I didn’t go home. I had the chauffeur drop me off at the Regency, where Suzanne was having supper with Karl Kruger. His English rose had proved so thorny that he had packed her back to London with a diamond bracelet and was now sighing after Hilde. He was
happy that a deal was possible: he was very unhappy when I told him, for the first time, how we had been set up as targets for terror. He had consented to a personal diplomacy; he had not bargained for embroilment in a political situation, which touched his own country so deeply. He, too, saw merit in Harlequin’s resolve to eliminate Yanko. He suggested, quite soberly that, perhaps, Aaron Bogdanovich would be willing to assassinate him. I was sure Bogdanovich wouldn’t risk: his organisation by an attack on a prominent American industrialist.
Suzanne listened for a while in shocked silence. Then, she attacked us both, savagely. ‘Enough! I won’t listen to another word! You talk like assassins yourselves! If the bargain can be made, make it! Otherwise, there will be no end to the insanity.’
Karl Kruger mumbled an apology. ‘I know!… I know! It won’t happen, liebchen. But it’s a bone in the throat that a man like Yanko can sit there and dictate to decent people. Now we have to ask what happens if Harlequin refuses the deal?’
‘What time is it now, Karl?’
‘One o’clock. Time we were thinking of bed…’
‘In London it’s six in the morning. Paul, call George and let’s get this over!’
‘Suzy, lover, he’ll need time to think about it.’
‘Then the more time he has the better. Go on, call him.’
A few moments later I was through to London and George Harlequin was on the line. He sounded as though he had just wakened.
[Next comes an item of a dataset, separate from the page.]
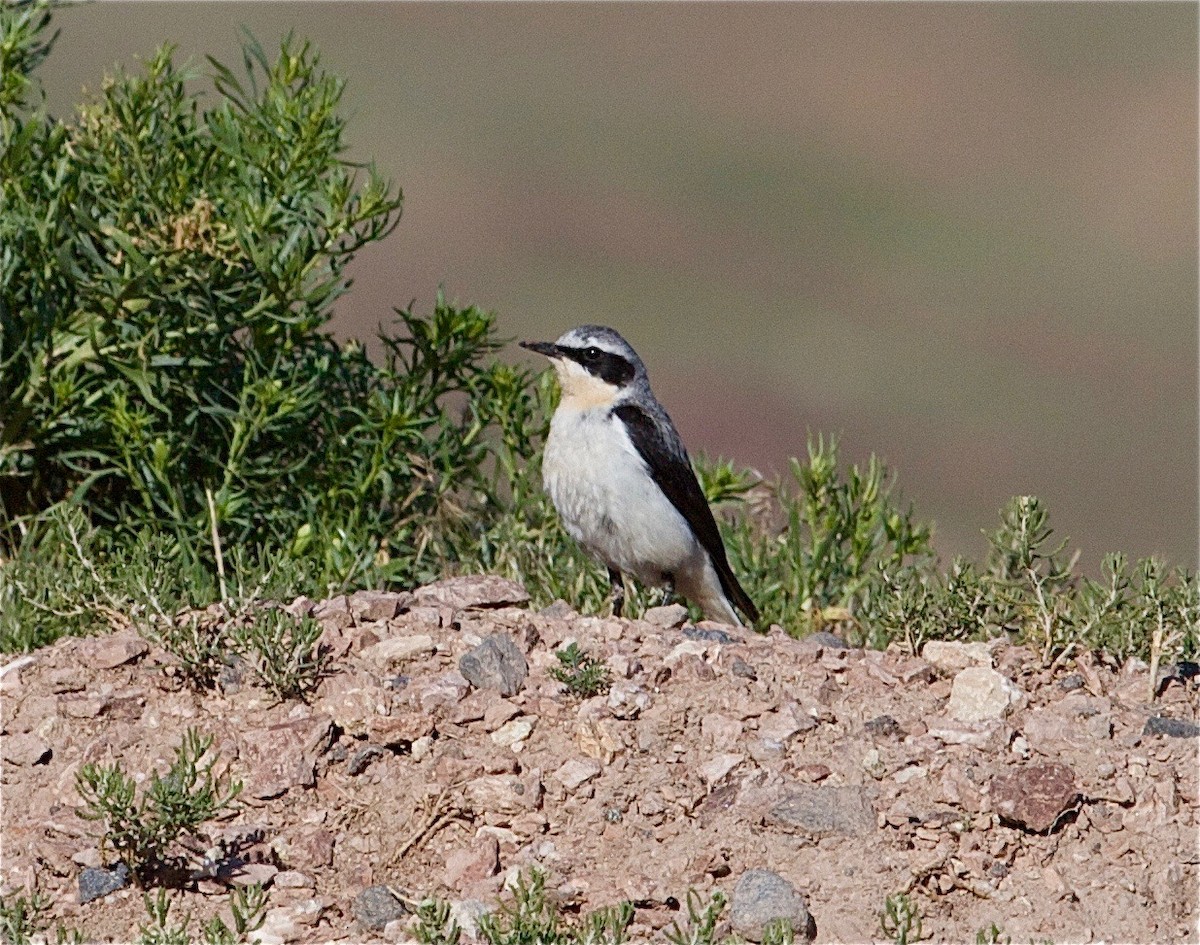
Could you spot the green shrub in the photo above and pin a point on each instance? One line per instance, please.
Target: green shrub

I apologised for disturbing him so early. Then, he said:
‘Have they been in touch with you, too, Paul?’
‘George, I don’t know what you’re talking about. It’s one in the morning here. I’ve just been to dinner with Basil Yanko. I’m having supper with Suzanne and Karl Kruger…’
‘Oh, then you haven’t heard…’
‘Nothing… George, what’s the matter?’
‘Baby Paul and the nurse… They’ve been kidnapped.’